Veranstaltungen

11. April 2018 , 17:00 Uhr - 17. April 2018 - 00:00 Uhr
Film

Ja, Andrei Iwanowitsch

Programm:

Andrei Iwanowitsch Moiseenko ist einer der letzten Überlebenden des Konzentrationslagers Buchenwald. 1926 geboren, lebt der heute 92-jährige in Minsk in Belarus.
Während des Zweiten Weltkrieges wurde Andrei Iwanowitsch zur Zwangsarbeit nach Deutschland verschleppt und musste zunächst in Leipzig arbeiten, später wurde er als Gefangener im Konzentrationslager Buchenwald inhaftiert.

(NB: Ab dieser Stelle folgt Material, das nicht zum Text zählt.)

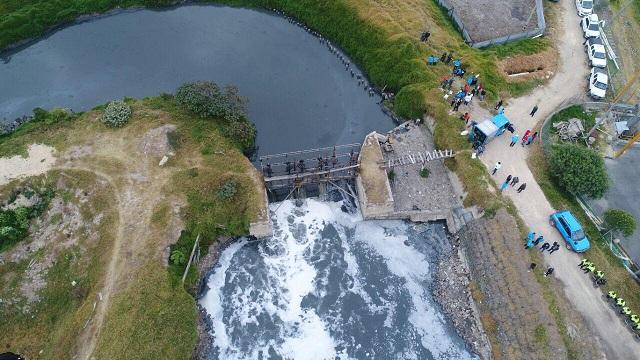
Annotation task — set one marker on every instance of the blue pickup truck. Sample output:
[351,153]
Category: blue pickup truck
[571,230]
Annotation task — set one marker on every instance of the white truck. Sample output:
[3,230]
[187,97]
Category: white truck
[598,83]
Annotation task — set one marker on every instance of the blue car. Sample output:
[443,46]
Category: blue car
[571,230]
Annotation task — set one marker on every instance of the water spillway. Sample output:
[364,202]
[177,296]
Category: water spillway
[328,285]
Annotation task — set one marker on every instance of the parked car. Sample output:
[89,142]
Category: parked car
[594,41]
[585,7]
[571,230]
[591,26]
[597,55]
[598,83]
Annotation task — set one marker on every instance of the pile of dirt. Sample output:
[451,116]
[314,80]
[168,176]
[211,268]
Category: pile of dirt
[524,67]
[156,141]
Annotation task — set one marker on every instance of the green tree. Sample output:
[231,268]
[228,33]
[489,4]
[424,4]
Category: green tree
[579,170]
[116,114]
[620,220]
[206,99]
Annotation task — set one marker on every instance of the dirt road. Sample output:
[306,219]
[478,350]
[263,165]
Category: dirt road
[568,83]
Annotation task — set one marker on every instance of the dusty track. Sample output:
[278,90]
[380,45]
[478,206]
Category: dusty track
[568,84]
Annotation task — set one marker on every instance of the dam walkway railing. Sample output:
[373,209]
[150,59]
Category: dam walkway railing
[310,167]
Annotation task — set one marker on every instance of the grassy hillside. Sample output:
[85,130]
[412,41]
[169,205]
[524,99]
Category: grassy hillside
[130,213]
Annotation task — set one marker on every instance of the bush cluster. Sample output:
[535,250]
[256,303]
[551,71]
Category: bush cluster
[14,223]
[206,99]
[228,190]
[116,114]
[579,170]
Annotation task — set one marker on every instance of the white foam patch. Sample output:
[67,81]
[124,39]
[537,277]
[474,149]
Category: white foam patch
[212,301]
[411,265]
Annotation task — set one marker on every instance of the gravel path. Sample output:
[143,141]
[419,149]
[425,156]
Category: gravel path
[569,83]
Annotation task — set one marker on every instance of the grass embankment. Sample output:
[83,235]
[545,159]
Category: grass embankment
[52,323]
[151,314]
[618,278]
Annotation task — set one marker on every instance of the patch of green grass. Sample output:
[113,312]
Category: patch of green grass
[154,318]
[53,323]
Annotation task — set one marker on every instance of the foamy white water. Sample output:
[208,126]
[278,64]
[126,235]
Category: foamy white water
[327,286]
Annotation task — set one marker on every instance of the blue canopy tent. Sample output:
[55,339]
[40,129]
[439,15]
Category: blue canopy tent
[483,132]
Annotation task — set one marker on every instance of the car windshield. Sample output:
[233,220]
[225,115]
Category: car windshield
[577,235]
[600,85]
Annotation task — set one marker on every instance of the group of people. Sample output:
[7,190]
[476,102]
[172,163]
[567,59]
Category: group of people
[619,303]
[590,268]
[527,139]
[540,239]
[509,181]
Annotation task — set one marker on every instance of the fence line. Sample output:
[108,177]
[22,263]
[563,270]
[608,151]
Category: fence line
[499,40]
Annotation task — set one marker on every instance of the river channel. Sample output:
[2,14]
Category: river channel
[327,285]
[300,94]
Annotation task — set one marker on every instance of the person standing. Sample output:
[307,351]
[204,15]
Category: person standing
[514,139]
[496,168]
[525,137]
[504,186]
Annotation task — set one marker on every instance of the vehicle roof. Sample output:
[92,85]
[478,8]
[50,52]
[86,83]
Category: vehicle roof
[487,127]
[595,41]
[500,120]
[570,219]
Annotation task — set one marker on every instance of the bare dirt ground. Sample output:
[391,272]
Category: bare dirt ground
[40,158]
[490,19]
[511,298]
[568,84]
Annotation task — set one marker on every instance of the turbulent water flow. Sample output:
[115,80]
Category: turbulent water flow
[328,285]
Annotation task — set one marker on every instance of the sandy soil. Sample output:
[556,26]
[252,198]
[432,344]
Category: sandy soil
[569,84]
[40,159]
[373,176]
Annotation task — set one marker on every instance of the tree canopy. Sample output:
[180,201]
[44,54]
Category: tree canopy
[620,220]
[579,170]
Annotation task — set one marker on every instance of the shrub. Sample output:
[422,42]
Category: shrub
[579,170]
[242,132]
[228,190]
[620,221]
[206,99]
[116,114]
[178,257]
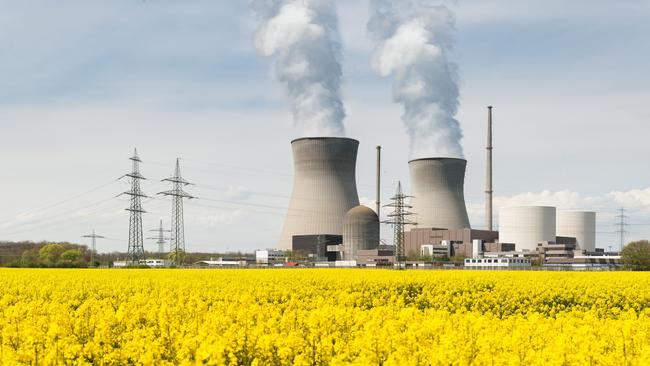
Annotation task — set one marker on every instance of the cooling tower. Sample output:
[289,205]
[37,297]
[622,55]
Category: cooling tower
[526,226]
[324,187]
[580,225]
[437,189]
[360,231]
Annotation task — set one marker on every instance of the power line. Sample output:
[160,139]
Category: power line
[399,218]
[178,229]
[136,246]
[161,240]
[94,237]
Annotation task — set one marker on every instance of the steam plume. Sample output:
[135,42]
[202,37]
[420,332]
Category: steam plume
[303,37]
[414,40]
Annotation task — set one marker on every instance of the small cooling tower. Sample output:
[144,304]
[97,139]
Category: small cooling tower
[360,231]
[526,226]
[324,187]
[580,225]
[437,188]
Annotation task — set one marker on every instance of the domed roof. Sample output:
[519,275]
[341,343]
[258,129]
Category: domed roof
[360,212]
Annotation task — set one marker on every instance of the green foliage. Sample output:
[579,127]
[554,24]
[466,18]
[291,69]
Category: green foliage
[49,254]
[636,256]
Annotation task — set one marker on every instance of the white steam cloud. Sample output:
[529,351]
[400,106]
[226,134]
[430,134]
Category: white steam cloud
[414,42]
[304,38]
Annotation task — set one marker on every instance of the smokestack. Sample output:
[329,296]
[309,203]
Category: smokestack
[324,187]
[488,180]
[438,197]
[377,200]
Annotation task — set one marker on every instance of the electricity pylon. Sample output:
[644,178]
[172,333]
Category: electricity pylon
[177,251]
[399,218]
[93,249]
[161,240]
[136,244]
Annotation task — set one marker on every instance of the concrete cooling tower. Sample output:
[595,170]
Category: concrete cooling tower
[580,225]
[437,188]
[526,226]
[324,187]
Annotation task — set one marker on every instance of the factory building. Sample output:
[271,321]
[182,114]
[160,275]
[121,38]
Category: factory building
[437,186]
[459,241]
[324,190]
[580,225]
[526,226]
[360,232]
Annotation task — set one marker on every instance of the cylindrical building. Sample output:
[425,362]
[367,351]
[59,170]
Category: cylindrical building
[526,226]
[437,189]
[360,231]
[324,187]
[580,225]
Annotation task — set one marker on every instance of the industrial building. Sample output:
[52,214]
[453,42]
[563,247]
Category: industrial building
[526,226]
[324,190]
[437,186]
[580,225]
[325,222]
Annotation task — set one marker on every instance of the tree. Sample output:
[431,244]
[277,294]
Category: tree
[636,255]
[29,258]
[50,254]
[72,258]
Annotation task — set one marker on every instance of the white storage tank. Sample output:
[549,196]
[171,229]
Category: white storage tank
[526,226]
[580,225]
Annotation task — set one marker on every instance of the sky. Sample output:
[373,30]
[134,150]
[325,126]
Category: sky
[84,83]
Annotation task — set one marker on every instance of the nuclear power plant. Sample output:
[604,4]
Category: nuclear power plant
[437,186]
[325,222]
[324,190]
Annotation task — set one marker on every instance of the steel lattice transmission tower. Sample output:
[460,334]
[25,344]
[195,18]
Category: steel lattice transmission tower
[93,249]
[399,218]
[177,250]
[136,244]
[161,240]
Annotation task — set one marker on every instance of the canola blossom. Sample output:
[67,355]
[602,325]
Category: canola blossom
[323,317]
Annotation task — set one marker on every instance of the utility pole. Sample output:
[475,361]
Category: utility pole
[399,218]
[136,245]
[488,172]
[161,240]
[621,227]
[178,230]
[94,237]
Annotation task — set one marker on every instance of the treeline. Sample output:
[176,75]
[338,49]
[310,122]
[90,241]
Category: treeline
[44,255]
[69,255]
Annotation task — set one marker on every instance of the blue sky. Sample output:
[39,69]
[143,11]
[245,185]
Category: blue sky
[83,83]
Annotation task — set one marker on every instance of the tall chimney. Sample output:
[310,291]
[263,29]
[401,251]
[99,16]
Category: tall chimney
[488,172]
[377,200]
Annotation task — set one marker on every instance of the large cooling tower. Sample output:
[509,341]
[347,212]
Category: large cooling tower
[580,225]
[324,187]
[526,226]
[437,189]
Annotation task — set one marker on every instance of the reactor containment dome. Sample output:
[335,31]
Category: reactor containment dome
[324,187]
[580,225]
[526,226]
[360,231]
[437,186]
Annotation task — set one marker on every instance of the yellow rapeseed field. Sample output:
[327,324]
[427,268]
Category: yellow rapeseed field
[323,316]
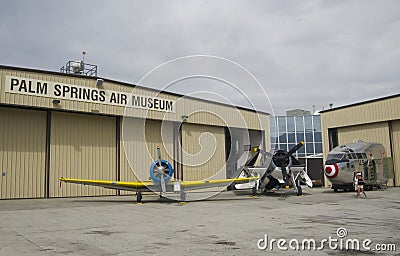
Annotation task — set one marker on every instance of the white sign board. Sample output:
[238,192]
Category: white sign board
[40,88]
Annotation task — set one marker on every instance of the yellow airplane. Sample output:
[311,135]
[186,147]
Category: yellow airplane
[161,172]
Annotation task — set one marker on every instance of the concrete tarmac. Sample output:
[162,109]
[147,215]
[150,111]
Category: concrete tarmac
[227,224]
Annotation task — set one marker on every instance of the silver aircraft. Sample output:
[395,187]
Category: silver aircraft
[344,161]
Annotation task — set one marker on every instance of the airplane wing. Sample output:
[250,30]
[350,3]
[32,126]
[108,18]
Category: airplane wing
[150,186]
[131,186]
[193,185]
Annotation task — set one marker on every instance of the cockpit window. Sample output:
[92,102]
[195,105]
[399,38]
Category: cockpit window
[338,156]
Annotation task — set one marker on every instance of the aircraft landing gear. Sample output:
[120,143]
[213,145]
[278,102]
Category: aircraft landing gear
[254,191]
[299,189]
[139,197]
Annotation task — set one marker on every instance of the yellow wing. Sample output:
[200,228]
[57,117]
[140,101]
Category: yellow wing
[133,186]
[149,185]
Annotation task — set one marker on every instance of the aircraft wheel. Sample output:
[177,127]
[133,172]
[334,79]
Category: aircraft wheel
[299,190]
[254,191]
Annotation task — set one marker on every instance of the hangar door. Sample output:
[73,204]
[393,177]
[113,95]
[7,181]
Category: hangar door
[396,150]
[139,141]
[376,132]
[203,152]
[82,146]
[22,153]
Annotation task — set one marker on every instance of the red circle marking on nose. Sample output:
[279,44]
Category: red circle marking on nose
[332,172]
[328,169]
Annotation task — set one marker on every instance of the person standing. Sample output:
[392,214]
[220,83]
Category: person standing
[360,182]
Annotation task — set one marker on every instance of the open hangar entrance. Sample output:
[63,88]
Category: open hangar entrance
[375,120]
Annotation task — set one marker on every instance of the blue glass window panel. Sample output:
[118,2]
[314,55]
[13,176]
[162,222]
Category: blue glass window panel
[282,138]
[317,123]
[282,146]
[291,145]
[272,126]
[299,123]
[290,123]
[291,138]
[309,137]
[309,148]
[302,150]
[317,136]
[308,123]
[300,137]
[318,148]
[282,124]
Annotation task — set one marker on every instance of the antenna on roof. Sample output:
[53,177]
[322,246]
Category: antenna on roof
[79,67]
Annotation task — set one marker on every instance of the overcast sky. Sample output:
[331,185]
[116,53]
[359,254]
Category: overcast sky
[303,53]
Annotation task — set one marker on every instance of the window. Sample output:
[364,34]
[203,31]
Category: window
[290,146]
[317,136]
[282,138]
[309,137]
[282,124]
[302,150]
[310,148]
[299,123]
[318,148]
[308,123]
[272,126]
[300,136]
[317,123]
[282,146]
[290,122]
[291,138]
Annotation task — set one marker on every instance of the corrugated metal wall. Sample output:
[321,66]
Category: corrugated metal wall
[377,132]
[22,153]
[396,150]
[85,146]
[199,111]
[203,152]
[373,112]
[82,146]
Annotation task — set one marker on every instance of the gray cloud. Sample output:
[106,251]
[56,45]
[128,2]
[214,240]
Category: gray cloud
[303,52]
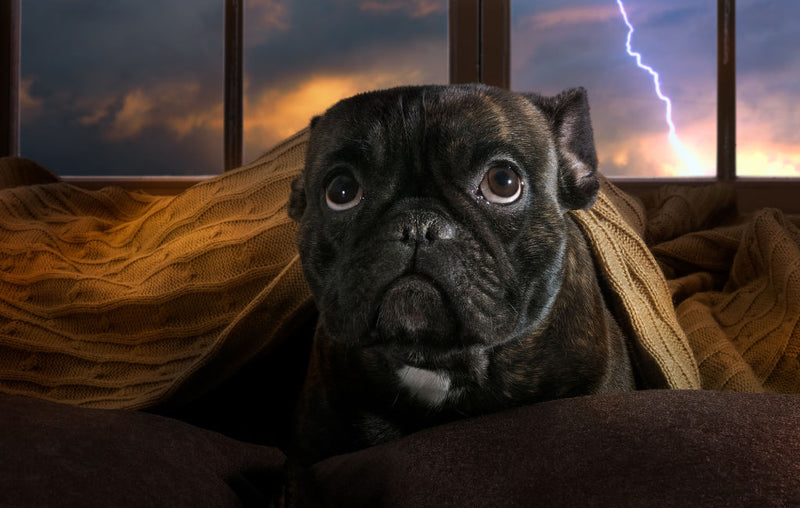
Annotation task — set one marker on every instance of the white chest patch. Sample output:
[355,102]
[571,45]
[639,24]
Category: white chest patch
[428,386]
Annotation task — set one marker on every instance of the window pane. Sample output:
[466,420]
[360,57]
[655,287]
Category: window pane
[767,88]
[557,44]
[122,87]
[301,57]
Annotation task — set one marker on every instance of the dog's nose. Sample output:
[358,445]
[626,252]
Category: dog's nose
[425,228]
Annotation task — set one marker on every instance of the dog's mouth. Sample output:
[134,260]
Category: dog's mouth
[413,311]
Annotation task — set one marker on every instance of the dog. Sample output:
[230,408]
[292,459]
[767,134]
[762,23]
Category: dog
[451,280]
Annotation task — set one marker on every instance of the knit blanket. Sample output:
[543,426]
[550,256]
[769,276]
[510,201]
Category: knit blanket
[120,299]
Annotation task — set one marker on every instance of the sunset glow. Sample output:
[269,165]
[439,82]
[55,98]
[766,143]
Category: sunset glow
[140,91]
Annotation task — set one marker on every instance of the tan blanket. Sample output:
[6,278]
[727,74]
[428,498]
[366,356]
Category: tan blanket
[112,298]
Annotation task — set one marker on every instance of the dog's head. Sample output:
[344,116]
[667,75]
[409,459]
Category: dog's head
[433,218]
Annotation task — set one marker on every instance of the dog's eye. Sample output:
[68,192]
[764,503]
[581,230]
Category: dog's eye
[501,184]
[343,192]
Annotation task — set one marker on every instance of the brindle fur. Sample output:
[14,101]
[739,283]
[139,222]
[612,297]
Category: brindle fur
[517,316]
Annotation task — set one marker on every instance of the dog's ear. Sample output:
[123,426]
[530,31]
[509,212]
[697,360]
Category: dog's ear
[297,198]
[568,113]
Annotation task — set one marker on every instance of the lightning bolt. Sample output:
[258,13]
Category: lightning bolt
[693,167]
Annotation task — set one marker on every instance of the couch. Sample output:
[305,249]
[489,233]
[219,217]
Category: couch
[151,348]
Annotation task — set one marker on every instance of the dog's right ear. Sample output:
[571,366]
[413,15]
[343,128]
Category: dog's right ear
[297,198]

Der ehemalige ASF-Sommerlagerteamer Hannes Farlock lernte Andrei Iwanowitsch im Minsk kennen und entwickelte mit ihm über mehrere Jahre einen engen Kontakt. Mit der Idee einen Film zu machen, begleitete er ihn zusammen mit einem Team über ein Jahr hinweg in verschiedensten Alltagssituationen – beim Imkern auf der Datscha, bei Wodka und Wurststullen mit der Nachbarin, am Geburtstag seiner Freundin Galina Mihailovna oder während seiner Arbeit als Nachtwächter. Gemeinsam mit ihm und seinem besten Freund Albert Albertowitsch fuhren sie zum 70. Jahrestag der Befreiung Buchenwalds nach Weimar.

Der Film bietet zudem seltene Einblicke in ein liebenswertes und zu Unrecht fast vergessenes Land im Herzen Europas, Belarus, in dem ASF seit nun mehr 26 Jahren mit Sommerlagern und Freiwilligen präsent und aktiv ist. 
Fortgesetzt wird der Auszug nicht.